In den vergangenen Monaten musste AMD immer wieder bekannt geben, Stellen zu streichen und lagerte sogar seine Produktion aus. Auch dieses Mal schaut es nicht anders aus. Geht es nach The Inquirer, welche sich auf geschäftsinterne Unterlagen stützten, soll der US-amerikanische Chipentwickler weitere Stellen abbauen. Die Rede ist von neun Prozent der gesamten Belegschaft. Demnach sind rund 1100 Angestellte betroffen.

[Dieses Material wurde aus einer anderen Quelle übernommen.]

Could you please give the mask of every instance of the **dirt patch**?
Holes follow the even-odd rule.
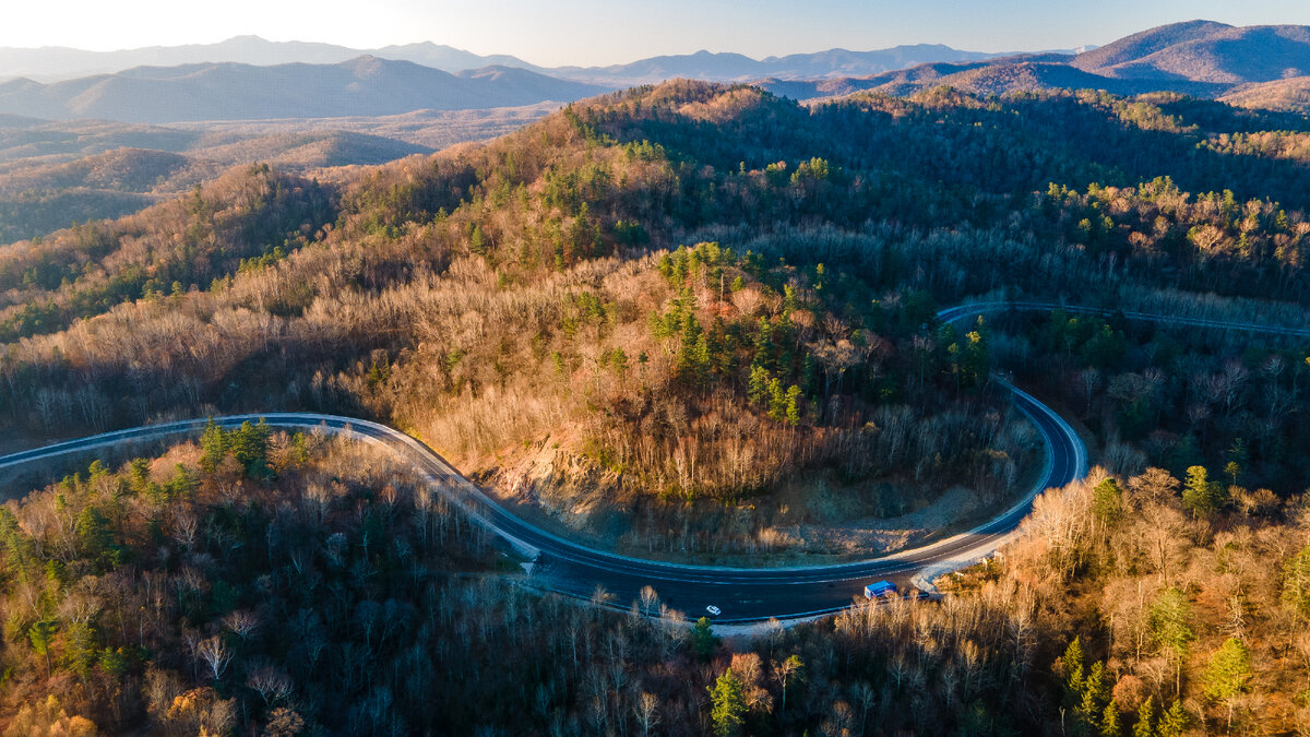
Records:
[[[968,528],[1026,493],[1020,472],[1001,498],[964,485],[924,498],[912,477],[842,484],[799,475],[739,502],[656,500],[625,490],[613,469],[545,441],[476,479],[515,514],[558,535],[624,555],[679,563],[770,567],[862,560]],[[1040,450],[1018,459],[1040,466]]]

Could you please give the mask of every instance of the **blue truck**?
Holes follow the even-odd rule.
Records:
[[[870,584],[865,586],[866,599],[880,599],[884,597],[895,597],[897,593],[896,584],[891,581],[878,581],[876,584]]]

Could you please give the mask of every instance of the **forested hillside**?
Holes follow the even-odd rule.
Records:
[[[693,656],[654,624],[593,612],[576,614],[595,619],[570,644],[540,615],[557,603],[489,584],[495,603],[460,616],[538,619],[478,624],[468,640],[430,632],[434,647],[498,662],[470,643],[523,636],[546,654],[520,665],[542,670],[514,688],[477,670],[440,708],[490,733],[686,733],[734,713],[760,733],[1182,734],[1265,717],[1290,730],[1305,671],[1293,633],[1306,346],[1121,316],[955,327],[934,315],[1034,298],[1303,327],[1306,136],[1300,115],[1178,94],[942,88],[802,106],[671,83],[339,184],[246,167],[143,214],[0,250],[0,422],[37,445],[234,410],[376,418],[570,535],[760,564],[904,547],[1007,506],[1040,450],[989,379],[1002,368],[1078,421],[1116,481],[1045,497],[1028,540],[958,595],[853,611],[736,656],[702,637]],[[296,483],[288,468],[276,484]],[[255,484],[227,472],[225,487],[221,473],[196,481],[203,504],[203,489]],[[69,484],[68,496],[89,493]],[[359,493],[381,493],[371,484]],[[367,527],[372,504],[342,523]],[[46,534],[13,514],[24,535]],[[115,522],[126,536],[114,544],[165,546],[141,517]],[[211,540],[270,525],[221,518]],[[379,556],[390,552],[359,551]],[[207,563],[228,565],[219,557]],[[255,589],[266,573],[241,572]],[[54,691],[33,686],[46,671],[25,648],[59,605],[30,602],[7,645],[30,661],[21,699]],[[206,611],[187,627],[237,647],[216,624],[225,612]],[[60,632],[75,623],[56,619]],[[97,648],[126,647],[115,619],[97,627]],[[373,629],[351,632],[369,653],[384,647]],[[613,665],[629,653],[630,669]],[[139,657],[132,673],[147,678]],[[418,702],[392,727],[369,716],[410,698],[394,673],[367,681],[386,669],[346,665],[329,687],[290,673],[295,658],[261,654],[299,698],[322,699],[290,706],[242,691],[244,661],[204,677],[191,657],[168,666],[178,692],[208,683],[195,699],[236,699],[223,708],[240,707],[242,728],[280,707],[343,732],[435,729]],[[563,658],[569,686],[545,675]],[[103,661],[76,662],[84,673],[64,677],[92,688]],[[472,713],[493,692],[504,711]],[[144,700],[131,719],[96,703],[97,724],[152,713]]]

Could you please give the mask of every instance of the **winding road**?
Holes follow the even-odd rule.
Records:
[[[979,316],[1006,311],[1064,309],[1091,315],[1111,311],[1043,302],[986,302],[943,309],[945,323],[973,321]],[[1310,329],[1271,328],[1217,320],[1171,317],[1142,312],[1125,312],[1131,320],[1149,320],[1174,325],[1268,332],[1310,337]],[[993,553],[1018,531],[1032,509],[1032,500],[1043,490],[1062,487],[1087,473],[1087,448],[1073,428],[1053,409],[1005,379],[993,376],[1006,388],[1014,404],[1040,431],[1045,452],[1038,483],[1014,506],[994,519],[938,543],[859,563],[810,568],[727,568],[684,565],[643,560],[597,551],[553,535],[515,517],[465,479],[441,456],[419,441],[385,425],[314,413],[261,413],[216,417],[215,422],[234,428],[245,421],[265,418],[278,428],[314,429],[351,434],[367,442],[389,447],[427,475],[455,504],[473,519],[508,543],[519,555],[533,561],[531,585],[567,595],[591,598],[597,586],[610,594],[614,606],[627,607],[638,599],[642,588],[652,586],[660,601],[685,611],[693,619],[707,605],[722,610],[719,623],[748,623],[768,618],[795,619],[837,611],[850,606],[865,585],[891,580],[907,586],[926,586],[931,576],[963,568]],[[21,464],[73,452],[86,452],[126,441],[155,439],[176,434],[194,434],[207,420],[187,420],[145,425],[89,438],[67,441],[41,448],[0,456],[0,473]]]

Aufgrund der aktuellen Wirtschaftslage hat sich die Situation weiter zugespitzt, heißt es. Zudem will man seinen Mitarbeitern in den USA und Kanada die Gehälter etwas kürzen. Auch Konzernchef Dirk Meyer und Hector Ruiz, Aufsichtsratsvorsitzender bei AMD, wollen zeitweise auf 20 Prozent ihres Gehaltes verzichten. Für die anderen Mitarbeiter steht eine Kürzung von fünf Prozent ins Haus.

Ob der Chipriese weiterhin plant, einzelne Standorte zu schließen, ist nicht bekannt. Außerdem stehen in den nächsten Tagen die Zahlen für das letzte Geschäftsquartal 2008 aus. Am 22. Januar möchte AMD die Zahlen auf den Tisch legen.